As a Muay Thai fighter your goal should obviously be to get back to your feet   If my memory permits I will grab someone and post some pictures of a method of getting back up from there.


----------



## Tez3 (Oct 30, 2006)

It is a good position to fight from but only if you know what you are going to do, it can be an attacking position and you can turn the person over. In some situations especially if you are smaller you can wrap your legs tight round them and with both hands pull their head down. It's not ideal as you are both unable to do anything but may give you a breather. If you know techniques there are a couple of chokes and arm bars plus a leg bar bar you can do from underneath.
 Chris if you fancy doing some MMA I can recommend somewhere for you to try it out?


----------



## Loaded Luke (Oct 30, 2006)

chris_?????? said:


> hi , i dont know much about floor fighting techniques (so go easy on me!) and i only know a few throws and how to avoid throws and takedowns (a little experiance in jujitsu) , im a stand up fighter , this is why im asking this question:
> 
> in the ufc and other MMA tournaments ive seen all the fighters that go down to the floor put their legs around the others waist and guard their face (i cant remember the name of the position) , is this worth doing in a real fight? why is the reason they out their legs round their waist?
> 
> ...



Dont bother going into guard if you dont know what youre doing.


----------



## DavidCC (Oct 30, 2006)

Loaded Luke said:


> Dont bother going into guard if you dont know what youre doing.


 
yes, don't bother, just let him climb up your body and sit on your face.  Only experts should try to use their legs


----------



## chris_&#3617;&#3623;&#3618;&#3652;&#3607;&#3618; (Oct 31, 2006)
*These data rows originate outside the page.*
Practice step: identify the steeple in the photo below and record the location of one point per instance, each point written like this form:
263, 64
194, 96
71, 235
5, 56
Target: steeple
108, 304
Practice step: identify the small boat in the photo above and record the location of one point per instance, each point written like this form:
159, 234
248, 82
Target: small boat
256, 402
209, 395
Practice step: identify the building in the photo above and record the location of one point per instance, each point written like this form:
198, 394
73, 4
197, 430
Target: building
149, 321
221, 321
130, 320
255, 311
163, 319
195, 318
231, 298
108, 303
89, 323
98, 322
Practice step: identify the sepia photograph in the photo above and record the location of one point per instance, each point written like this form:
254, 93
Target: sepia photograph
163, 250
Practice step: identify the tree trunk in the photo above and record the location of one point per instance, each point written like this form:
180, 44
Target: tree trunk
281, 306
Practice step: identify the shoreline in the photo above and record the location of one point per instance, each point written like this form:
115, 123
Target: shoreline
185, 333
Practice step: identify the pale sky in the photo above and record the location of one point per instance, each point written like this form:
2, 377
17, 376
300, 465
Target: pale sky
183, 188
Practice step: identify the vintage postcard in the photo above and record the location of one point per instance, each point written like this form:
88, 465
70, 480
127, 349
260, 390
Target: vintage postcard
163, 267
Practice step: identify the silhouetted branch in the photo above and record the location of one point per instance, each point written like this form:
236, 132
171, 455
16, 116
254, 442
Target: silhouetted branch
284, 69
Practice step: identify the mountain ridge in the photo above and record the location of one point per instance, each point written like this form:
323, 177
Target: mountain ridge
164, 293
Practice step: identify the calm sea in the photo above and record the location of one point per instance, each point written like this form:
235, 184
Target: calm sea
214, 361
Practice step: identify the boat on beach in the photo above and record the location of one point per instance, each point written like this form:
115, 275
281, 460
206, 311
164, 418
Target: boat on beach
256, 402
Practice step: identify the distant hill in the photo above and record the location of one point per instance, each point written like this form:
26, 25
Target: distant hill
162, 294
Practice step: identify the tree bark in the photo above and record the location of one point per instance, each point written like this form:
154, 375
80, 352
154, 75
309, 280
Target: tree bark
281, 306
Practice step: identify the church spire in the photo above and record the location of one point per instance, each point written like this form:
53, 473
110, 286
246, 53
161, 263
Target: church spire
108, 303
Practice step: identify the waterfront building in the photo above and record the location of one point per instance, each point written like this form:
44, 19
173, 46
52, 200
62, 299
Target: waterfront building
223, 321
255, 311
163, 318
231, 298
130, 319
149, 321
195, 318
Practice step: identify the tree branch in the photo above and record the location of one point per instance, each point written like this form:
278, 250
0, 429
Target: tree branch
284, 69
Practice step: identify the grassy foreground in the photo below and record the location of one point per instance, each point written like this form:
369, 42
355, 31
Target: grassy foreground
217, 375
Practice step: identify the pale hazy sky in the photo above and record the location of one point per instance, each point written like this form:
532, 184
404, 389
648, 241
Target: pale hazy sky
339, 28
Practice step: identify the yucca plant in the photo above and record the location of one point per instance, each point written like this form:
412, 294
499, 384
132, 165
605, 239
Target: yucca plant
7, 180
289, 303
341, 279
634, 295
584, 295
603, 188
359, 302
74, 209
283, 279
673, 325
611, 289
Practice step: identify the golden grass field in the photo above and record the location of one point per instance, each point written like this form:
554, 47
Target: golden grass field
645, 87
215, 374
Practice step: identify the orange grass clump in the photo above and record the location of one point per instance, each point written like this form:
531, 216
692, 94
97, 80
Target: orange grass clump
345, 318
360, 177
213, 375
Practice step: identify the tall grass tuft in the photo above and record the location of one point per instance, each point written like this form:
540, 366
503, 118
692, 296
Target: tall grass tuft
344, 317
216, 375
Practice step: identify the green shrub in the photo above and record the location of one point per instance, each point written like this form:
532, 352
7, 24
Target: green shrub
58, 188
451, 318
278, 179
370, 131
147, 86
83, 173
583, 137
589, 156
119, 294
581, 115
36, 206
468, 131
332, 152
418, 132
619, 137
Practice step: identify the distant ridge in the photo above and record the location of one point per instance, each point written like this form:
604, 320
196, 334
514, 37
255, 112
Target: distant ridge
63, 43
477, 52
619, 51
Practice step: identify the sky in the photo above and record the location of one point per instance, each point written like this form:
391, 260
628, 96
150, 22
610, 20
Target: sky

hi guys thanks for all the replies , can anyone explain how to stand up from this position , any pictures?


thanks very much fro all the halp and advise!


----------



## Tez3 (Oct 31, 2006)

Hopefully this is simple one to get (and describe!) Go to open guard (legs down) put left foot over his right, holding the ankle down, hold his right arm with your left. With your right arm do as if you are throwing a punch, throwing your arm across his neck/shoulder whatever (in a fight it won't matter) and twist yourself at the same time to your left, pulling his arm with your left arm. He should then come off!  YOu can obviously do it either side.


----------



## MJS (Oct 31, 2006)

chris_&#3617;&#3623;&#3618;&#3652;&#3607;&#3618;;653150 said:
			
		

> hi guys thanks for all the replies , can anyone explain how to stand up from this position , any pictures?
> 
> 
> thanks very much fro all the halp and advise!


 
I'd suggest a sweep or reversal.  If you can find yourself in the mount position, you'll be better off IMO, and have a better chance to getting back to your feet.  

Mike


----------



## jeff5 (Oct 31, 2006)

The guard can be a really good position to fight from.  In class I actually like working from it, but I try to avoid just laying back and pulling guard.  The reason is that I try not to develop habits that I wouldn't want to use if I ever had to really defend myself.  In a self defense, I'd never willingly go to my back, and would endeavor not to stay in a guard/back position if I did.


----------



## chris_&#3617;&#3623;&#3618;&#3652;&#3607;&#3618; (Oct 31, 2006)

Tez3 said:


> Hopefully this is simple one to get (and describe!) Go to open guard (legs down) put left foot over his right, holding the ankle down, hold his right arm with your left. With your right arm do as if you are throwing a punch, throwing your arm across his neck/shoulder whatever (in a fight it won't matter) and twist yourself at the same time to your left, pulling his arm with your left arm. He should then come off! YOu can obviously do it either side.


 
great advice thanks!

in a fight il just get up as quickly as possible and countinue to work the striking (especialy the knees!)

chris


----------



## Tez3 (Oct 31, 2006)

That move isn't hugely technical, it's more momentum than anything but at the very least if you can't get up you can go on top (the mount, sat on him legs astride him) then ground and pound him using elbows, punches etc. In a self defence situation I would suggest headbutts, fish hooks, poke in the eyes etc. In a MMA fight you can GnP or go for arm bar.


----------